We used the same settings as above to obtain these numbers. Also note that due to numerical precision loss, quantization can impact the quality of the outputs, effects of which are more prominent in videos than images.

We provide more details about these optimizations in the sections below along with some code snippets to go. But if you're already feeling excited, we encourage you to check out our guide.

Suite of optimizations

Video generation can be quite difficult on resource-constrained devices and time-consuming even on beefier GPUs. Diffusers provides a suite of utilities that help to optimize both the runtime and memory consumption of these models. These optimizations fall under the following categories:

Quantization: The model weights are quantized to lower precision data types, which lowers the VRAM requirements of models. Diffusers supports three different quantization backends as of today: bitsandbytes, torchao, and GGUF.
Offloading: Different layers of a model can be loaded on the GPU when required for computation on-the-fly and then offloaded back to CPU. This saves a significant amount of memory during inference. Offloading is supported through enable_model_cpu_offload() and enable_sequential_cpu_offload(). Refer here for more details.
Chunked Inference: By splitting inference across non-embedding dimensions of input latent tensors, the memory overheads from intermediate activation states can be reduced. Common use of this technique is often seen in encoder/decoder slicing/tiling. Chunked inference in Diffusers is supported through feed-forward chunking, decoder tiling and slicing, and split attention inference.
Re-use of Attention & MLP states: Computation of certain denoising steps can be skipped and past states can be re-used, if certain conditions are satisfied for particular algorithms, to speed up the generation process with minimal quality loss.
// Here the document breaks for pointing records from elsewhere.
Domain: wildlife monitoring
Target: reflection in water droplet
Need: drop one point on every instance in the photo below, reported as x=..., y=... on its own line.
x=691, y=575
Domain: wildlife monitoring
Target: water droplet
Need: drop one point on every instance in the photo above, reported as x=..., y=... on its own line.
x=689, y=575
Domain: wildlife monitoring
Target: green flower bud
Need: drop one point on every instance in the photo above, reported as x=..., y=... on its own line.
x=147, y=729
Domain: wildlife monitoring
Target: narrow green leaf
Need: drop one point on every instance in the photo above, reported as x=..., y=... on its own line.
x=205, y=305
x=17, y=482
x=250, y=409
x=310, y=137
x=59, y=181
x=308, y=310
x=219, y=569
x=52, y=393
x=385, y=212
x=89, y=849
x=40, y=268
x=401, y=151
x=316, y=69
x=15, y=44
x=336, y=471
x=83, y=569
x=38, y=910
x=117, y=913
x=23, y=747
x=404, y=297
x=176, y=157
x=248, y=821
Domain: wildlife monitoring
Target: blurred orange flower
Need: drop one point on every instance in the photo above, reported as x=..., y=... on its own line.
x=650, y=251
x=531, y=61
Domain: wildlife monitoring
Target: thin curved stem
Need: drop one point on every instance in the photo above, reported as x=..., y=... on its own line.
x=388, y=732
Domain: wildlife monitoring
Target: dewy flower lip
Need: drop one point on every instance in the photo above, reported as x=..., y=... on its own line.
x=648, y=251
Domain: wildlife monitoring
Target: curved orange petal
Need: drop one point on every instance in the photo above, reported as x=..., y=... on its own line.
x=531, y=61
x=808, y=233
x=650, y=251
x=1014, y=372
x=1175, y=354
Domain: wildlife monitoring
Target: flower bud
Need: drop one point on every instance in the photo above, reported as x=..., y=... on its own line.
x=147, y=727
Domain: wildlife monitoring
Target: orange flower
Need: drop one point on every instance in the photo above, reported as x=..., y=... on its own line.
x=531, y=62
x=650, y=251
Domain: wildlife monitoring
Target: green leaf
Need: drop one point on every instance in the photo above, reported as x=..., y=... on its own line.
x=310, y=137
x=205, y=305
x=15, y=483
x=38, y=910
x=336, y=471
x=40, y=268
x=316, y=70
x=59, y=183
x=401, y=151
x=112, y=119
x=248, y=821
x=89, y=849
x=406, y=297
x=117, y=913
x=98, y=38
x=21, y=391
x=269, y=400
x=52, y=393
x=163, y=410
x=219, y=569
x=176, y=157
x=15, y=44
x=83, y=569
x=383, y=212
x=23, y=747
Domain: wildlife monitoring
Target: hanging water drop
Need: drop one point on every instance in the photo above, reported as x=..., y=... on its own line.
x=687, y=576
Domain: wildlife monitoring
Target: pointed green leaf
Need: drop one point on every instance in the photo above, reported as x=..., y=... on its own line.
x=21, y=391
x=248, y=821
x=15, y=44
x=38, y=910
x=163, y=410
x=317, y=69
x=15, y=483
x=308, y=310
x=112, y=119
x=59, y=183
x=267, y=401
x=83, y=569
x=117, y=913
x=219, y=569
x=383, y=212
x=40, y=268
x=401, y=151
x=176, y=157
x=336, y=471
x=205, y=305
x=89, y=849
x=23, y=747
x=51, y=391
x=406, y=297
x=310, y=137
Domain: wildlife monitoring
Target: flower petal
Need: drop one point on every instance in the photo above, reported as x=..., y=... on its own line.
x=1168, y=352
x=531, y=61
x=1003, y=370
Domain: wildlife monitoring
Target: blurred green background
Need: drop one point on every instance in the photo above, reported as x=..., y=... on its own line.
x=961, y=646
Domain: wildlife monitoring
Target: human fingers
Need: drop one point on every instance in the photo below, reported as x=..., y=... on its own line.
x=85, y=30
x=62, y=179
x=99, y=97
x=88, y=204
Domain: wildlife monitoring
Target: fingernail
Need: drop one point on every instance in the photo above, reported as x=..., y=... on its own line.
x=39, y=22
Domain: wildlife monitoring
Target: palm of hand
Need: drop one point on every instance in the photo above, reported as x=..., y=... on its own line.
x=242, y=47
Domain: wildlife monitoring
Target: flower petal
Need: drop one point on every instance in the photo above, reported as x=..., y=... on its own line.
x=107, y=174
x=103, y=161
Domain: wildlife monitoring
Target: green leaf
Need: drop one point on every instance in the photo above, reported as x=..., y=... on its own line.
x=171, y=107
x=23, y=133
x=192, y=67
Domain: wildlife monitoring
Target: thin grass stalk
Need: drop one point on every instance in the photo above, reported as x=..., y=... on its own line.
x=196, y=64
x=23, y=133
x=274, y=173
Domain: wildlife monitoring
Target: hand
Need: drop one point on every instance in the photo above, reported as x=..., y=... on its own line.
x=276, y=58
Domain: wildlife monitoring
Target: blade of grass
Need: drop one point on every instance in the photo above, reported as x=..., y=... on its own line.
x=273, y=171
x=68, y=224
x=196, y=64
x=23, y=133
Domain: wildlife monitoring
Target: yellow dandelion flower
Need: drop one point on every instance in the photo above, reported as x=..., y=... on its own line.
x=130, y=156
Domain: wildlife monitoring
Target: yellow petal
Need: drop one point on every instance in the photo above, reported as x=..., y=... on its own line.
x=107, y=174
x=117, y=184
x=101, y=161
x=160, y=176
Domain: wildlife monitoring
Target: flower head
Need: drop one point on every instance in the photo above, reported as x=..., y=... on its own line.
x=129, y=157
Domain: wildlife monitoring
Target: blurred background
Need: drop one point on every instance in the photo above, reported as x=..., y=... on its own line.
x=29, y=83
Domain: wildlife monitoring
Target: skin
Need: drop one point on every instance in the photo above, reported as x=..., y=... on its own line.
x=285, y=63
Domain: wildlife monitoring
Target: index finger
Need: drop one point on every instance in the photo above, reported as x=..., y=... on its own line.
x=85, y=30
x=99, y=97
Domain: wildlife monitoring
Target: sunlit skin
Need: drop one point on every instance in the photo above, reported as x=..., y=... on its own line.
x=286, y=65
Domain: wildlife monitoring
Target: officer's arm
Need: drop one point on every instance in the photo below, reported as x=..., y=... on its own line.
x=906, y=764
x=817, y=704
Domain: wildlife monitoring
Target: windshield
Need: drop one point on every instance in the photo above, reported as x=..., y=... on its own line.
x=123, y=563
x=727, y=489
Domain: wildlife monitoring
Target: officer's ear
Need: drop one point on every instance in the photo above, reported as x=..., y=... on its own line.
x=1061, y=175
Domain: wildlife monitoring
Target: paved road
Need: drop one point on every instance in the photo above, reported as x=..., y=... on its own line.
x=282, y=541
Below, we provide a list of some advanced optimization techniques that are currently work-in-progress and will be merged soon:

Layerwise Casting: Lets users store the parameters in lower-precision, such as torch.float8_e4m3fn, and run computation in a higher precision, such as torch.bfloat16.
Group offloading: Lets users group internal block-level or leaf-level modules to perform offloading. This is beneficial because only parts of the model required for computation are loaded onto the GPU. Additionally, we provide support for overlapping data transfer with computation using CUDA streams, which reduce most of the additional overhead that comes from multiple onloading/offloading of layers.

Below is an example of applying 4bit quantization, vae tiling, cpu offloading, and layerwise casting to HunyuanVideo to reduce the required VRAM to just ~6.5 GB for 121 x 512 x 768 resolution videos. To the best of our knowledge, this is the lowest memory requirement to run HunyuanVideo among all available implementations without compromising speed.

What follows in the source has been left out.